Interesting article (2006) about BAE Nashua facility. More here

''The strategy is to maintain a foundry for internal use that is open to outside customers on a selective basis to increase utilization,” comments P.C. Chao, Technical Director and Manager of Process Engineering. Designs are not on the level of complexity of CMOS logic. BAE Systems focuses more on performance issues such as minimizing channel temperatures, maximizing efficiency and reducing noise.''

''The technologies produced at Nashua are aimed at RF “front-end” applications, i.e. next to the antenna. Features sought include sensitivity, power, power-added efficiency (PAE), low noise figure and high dynamic range ( Table 1 and Table 2). These properties are subject to trade-offs which must be balanced differently for specific applications. For transmission, one generally wants high power amplification. Reception of sometimes very weak signals (often below the enemy's reception threshold) requires low noise amplification.''

''Nashua's GaAs processing of wafers up to 6 inches (150 mm) in diameter offers more than two times the area of the standard 4 inch (100 mm) substrate.

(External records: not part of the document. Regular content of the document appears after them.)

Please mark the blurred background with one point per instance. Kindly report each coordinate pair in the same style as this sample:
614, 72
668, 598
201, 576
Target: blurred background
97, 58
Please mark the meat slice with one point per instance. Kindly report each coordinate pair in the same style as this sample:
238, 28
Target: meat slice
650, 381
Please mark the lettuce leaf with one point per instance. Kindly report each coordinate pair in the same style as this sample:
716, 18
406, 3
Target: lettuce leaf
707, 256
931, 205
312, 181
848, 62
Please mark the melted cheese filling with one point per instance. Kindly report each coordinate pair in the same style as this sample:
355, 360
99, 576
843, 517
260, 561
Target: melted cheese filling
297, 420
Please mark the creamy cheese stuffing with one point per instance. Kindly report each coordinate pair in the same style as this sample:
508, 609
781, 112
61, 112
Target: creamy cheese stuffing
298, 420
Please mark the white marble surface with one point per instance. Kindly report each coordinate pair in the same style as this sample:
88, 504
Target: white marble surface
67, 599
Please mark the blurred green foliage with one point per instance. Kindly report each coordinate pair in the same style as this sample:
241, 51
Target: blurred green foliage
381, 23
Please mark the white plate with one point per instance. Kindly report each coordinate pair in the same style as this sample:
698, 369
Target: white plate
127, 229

Another big improvement has been automation resulting in higher device yields. BAE has also shrunk its gate length for the 6-inch PHEMT process from 0.15 μm to 0.1 μm in 2005 (Figure 3). A similar move from 3-inch to 6-inch for its 0.1 μm MHEMTs is planned in 2007. Gate length reduction allows devices to access higher frequency and/or lower noise performance. The critical gate level is defined through direct write electron beam lithography while all other levels are patterned with an ultraviolet i-line stepper. The semiconductor epitaxial layers are built up using molecular beam epitaxy (MBE).''